I’m a Jersey girl, baking Cypriot pittas by the billion in my little Victorian kitchen in Suffolk whilst listening to Indian music on French radio. No wonder my brain’s a bit wonky.
To be fair, the Indian music was accidental but such is the joy of FIP. Never let it be said their music combinations aren’t eclectic: Miles Davis followed by Wham and then perhaps Manuel Volpe & the Rhabmontic Orchestra. I love it. But then I love everything French. It’s my dark secret. As I tap away here, the Greek God is whizzing up mint for tzatziki and marinating his pork (ooh er) for tomorrow’s souvlaki. But naughty me is having secret thoughts. French thoughts. Ooh la la.
I’m surreptitiously working on the Greek God: in the spirit of ‘you are what you eat’, I’ve started feeding him all things français: jarrets d’agneau braisés au vin rouge last week (“d’you fancy lamb stew on Sunday, darling?”) and caviar d’aubergine:
Halve three aubergines lengthways and score the flesh in a criss-crossy pattern.

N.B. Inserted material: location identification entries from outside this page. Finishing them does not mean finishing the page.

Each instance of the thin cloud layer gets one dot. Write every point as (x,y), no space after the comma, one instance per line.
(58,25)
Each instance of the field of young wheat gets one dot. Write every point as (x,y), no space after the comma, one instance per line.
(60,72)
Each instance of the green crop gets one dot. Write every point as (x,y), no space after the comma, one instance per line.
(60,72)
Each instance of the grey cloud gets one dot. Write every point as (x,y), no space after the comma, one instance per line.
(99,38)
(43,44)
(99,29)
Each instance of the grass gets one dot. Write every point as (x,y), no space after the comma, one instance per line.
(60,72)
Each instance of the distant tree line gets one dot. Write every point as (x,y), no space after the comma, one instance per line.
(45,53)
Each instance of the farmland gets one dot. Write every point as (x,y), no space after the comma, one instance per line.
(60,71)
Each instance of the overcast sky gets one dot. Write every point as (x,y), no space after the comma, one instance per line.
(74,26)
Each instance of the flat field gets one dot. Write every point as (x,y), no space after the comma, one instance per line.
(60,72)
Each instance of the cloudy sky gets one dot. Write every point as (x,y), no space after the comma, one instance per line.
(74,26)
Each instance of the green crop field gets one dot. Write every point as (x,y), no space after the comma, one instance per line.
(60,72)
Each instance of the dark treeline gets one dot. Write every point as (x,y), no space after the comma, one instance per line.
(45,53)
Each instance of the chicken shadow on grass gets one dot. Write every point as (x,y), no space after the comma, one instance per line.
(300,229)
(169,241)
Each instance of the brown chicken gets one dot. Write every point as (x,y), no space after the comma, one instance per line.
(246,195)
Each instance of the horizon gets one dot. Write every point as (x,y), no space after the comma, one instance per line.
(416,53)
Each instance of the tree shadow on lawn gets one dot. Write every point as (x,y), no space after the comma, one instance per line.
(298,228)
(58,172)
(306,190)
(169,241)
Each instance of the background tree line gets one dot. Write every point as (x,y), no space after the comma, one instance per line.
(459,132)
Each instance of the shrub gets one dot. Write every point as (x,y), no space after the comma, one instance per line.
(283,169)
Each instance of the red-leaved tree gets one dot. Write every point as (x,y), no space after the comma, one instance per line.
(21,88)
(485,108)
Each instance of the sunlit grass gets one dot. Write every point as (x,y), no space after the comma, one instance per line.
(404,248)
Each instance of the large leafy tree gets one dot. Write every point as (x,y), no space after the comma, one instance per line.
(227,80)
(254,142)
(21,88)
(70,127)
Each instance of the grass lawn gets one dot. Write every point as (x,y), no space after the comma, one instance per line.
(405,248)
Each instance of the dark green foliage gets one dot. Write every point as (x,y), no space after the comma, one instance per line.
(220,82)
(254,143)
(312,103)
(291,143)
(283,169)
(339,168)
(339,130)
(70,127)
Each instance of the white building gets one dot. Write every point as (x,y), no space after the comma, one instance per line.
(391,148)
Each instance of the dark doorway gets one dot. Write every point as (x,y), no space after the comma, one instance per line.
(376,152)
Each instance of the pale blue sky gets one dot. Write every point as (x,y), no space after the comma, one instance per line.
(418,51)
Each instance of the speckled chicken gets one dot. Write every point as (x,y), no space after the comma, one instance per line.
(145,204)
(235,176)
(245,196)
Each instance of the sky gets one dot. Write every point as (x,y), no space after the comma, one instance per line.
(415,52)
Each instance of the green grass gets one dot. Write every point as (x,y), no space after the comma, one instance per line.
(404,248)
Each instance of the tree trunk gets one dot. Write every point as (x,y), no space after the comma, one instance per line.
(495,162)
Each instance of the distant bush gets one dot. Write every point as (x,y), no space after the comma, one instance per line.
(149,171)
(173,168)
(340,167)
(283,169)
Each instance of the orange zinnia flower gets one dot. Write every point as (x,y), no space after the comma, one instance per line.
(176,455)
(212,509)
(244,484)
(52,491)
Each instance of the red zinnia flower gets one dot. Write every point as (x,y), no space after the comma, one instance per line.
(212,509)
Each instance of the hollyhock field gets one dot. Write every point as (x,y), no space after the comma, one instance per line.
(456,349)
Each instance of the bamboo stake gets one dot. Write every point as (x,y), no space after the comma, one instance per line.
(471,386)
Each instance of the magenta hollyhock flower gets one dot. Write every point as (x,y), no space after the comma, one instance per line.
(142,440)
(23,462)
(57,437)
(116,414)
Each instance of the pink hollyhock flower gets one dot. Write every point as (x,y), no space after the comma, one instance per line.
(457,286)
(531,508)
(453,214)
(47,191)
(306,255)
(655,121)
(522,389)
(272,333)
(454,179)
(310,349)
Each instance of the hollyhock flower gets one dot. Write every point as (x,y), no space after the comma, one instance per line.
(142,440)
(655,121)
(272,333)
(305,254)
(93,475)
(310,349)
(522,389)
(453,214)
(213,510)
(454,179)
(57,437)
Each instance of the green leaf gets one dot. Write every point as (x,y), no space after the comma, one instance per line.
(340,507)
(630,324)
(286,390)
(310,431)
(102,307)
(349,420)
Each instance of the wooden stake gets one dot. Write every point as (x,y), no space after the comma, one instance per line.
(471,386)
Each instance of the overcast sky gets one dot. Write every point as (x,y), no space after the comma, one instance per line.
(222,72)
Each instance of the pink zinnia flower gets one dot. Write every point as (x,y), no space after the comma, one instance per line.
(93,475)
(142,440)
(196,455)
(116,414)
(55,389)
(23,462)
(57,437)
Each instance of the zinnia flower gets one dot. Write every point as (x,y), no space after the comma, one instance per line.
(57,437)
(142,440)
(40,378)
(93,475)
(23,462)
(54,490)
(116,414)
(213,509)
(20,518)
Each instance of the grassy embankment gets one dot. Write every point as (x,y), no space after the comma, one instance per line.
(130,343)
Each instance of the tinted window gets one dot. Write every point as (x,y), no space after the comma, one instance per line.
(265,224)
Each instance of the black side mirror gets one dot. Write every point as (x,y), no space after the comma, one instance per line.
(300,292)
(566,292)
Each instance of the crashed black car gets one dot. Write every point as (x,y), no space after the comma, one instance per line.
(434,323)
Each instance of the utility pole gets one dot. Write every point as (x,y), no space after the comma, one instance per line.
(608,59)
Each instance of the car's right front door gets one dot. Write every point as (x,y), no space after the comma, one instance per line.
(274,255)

Bung ’em on a baking tray and drizzle with oil (I’m loving English rapeseed at the mo). Grab six garlic cloves and squish them flat with a knife, leaving the skins on and put one on each aubergine half, along with a sprig of thyme. Cover with foil; bake at 180 for an hour or so.
Take ’em out, discard the thyme and peel the garlic. Scoop out the aubergine flesh and chop it finely, adding the garlic, S&P and a drop more oil if you need it.
I think I swerved international suspicion by serving it with pitta chips made from leftovers. OPA! Cheeky AND cheap. What’s not to love?
Recipe swiped from the utterly gorgeous French Brasserie Cookbook by Daniel Galmiche. Le sigh. I love this book.